Kissing poets' graves

Written By Lingkar Dunia on Friday, December 16, 2011 | 11:40 AM

Today, the inimitable Jacqueline Church Simonds, Small Press World blogger, posts an intriguingly Wilde item of gossip.

People are kissing Oscar Wilde's grave.  Goodness knows why (because the grave -- pictured -- is really rather intimidating), but they are.

Here is the background, from another intriguing site, devoted to poets' graves

Whilst in Reading Gaol Wilde received an ear injury which was not properly treated. Late in 1900 he developed further infections which led to meningitis, and his subsequent death at the age of 46.

He died penniless and alone in a Paris hotel.

On his deathbed he converted to Catholicism.

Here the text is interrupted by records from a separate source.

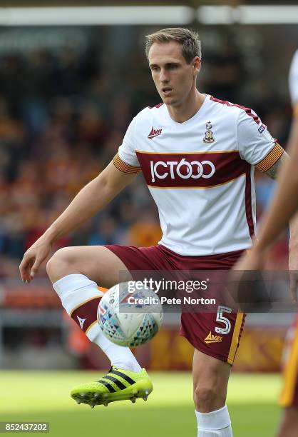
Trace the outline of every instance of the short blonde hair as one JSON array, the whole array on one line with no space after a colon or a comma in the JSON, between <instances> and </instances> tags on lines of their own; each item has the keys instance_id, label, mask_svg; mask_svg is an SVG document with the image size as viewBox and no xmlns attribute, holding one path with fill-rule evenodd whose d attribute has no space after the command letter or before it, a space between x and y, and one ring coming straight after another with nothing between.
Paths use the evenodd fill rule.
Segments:
<instances>
[{"instance_id":1,"label":"short blonde hair","mask_svg":"<svg viewBox=\"0 0 298 437\"><path fill-rule=\"evenodd\" d=\"M175 41L182 46L182 54L187 64L195 57L202 58L201 41L197 32L183 27L168 27L145 36L147 59L149 50L154 43L167 43Z\"/></svg>"}]
</instances>

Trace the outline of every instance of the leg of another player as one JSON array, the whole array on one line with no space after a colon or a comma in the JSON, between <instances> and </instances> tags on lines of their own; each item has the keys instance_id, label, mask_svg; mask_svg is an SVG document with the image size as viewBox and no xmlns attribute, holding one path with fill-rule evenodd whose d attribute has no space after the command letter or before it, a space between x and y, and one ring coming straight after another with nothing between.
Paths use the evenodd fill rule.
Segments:
<instances>
[{"instance_id":1,"label":"leg of another player","mask_svg":"<svg viewBox=\"0 0 298 437\"><path fill-rule=\"evenodd\" d=\"M232 437L231 421L225 405L231 366L195 350L193 397L198 437Z\"/></svg>"},{"instance_id":2,"label":"leg of another player","mask_svg":"<svg viewBox=\"0 0 298 437\"><path fill-rule=\"evenodd\" d=\"M130 276L114 253L102 246L66 247L48 261L48 275L68 315L107 355L112 365L138 372L141 368L128 348L106 338L97 323L97 308L103 292L98 284L110 288L120 281L120 272ZM124 281L124 278L121 278Z\"/></svg>"},{"instance_id":3,"label":"leg of another player","mask_svg":"<svg viewBox=\"0 0 298 437\"><path fill-rule=\"evenodd\" d=\"M297 437L298 433L298 408L289 407L284 413L278 431L278 437Z\"/></svg>"}]
</instances>

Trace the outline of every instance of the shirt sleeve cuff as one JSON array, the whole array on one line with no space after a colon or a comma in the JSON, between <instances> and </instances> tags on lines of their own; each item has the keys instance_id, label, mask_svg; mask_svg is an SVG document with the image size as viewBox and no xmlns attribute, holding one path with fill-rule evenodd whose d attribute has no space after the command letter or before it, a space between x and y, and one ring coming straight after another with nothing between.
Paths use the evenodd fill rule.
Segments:
<instances>
[{"instance_id":1,"label":"shirt sleeve cuff","mask_svg":"<svg viewBox=\"0 0 298 437\"><path fill-rule=\"evenodd\" d=\"M122 171L123 173L128 173L129 174L138 174L141 171L140 167L136 166L130 166L124 161L122 161L121 158L117 154L113 159L113 164L116 169Z\"/></svg>"}]
</instances>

By becoming a catholic he enacted one of his well known witticisms: The Church of England is the best to live in, but the Catholic Church is the best to die in.

He is also reputed to have said, on being presented with an expensive medical bill, ' I suppose that I will have to die beyond my means'.

(Well, I love those quotes, but if he died alone, who was there to write them down?)

He was originally buried in the Bagneaux Cemetery but his remains were moved to Père Lachaise - the French National Cemetery - on July 19, 1909. However, the famous tomb, sculpted by Jacob Epstein was not added until 1914. It is now visited by hundreds of thousands of visitors each year - many of whom are gay men who come to pay their respects. The tomb is covered in lipstick kisses.

The ashes of Robert Ross (a former lover) are also buried in the tomb.

Comment from me:  This indicates that the kissing marks were made by gay men (wearing lipstick?), but google images show a lot of young women kissing the tomb, too.

People are also writing little messages.  I asked JCS what she would write, once she was in Paris with an old lipstick.  A quote from the man himself, of course! Morality, like art, means drawing a line someplace.

I then wondered what poet's grave I would kiss, in the unlikely eventuality that I got the irresistible urge.  Accordingly, I had a quick skim through the list of poets (dead poets, of course) on the poets' grave site.  I guess, at a push, it would have to be John Masefield.

He is buried in Westminster Abbey (the last poet to get there), so the surroundings would be great. 

And which tombstone, dear reader, would you choose to kiss?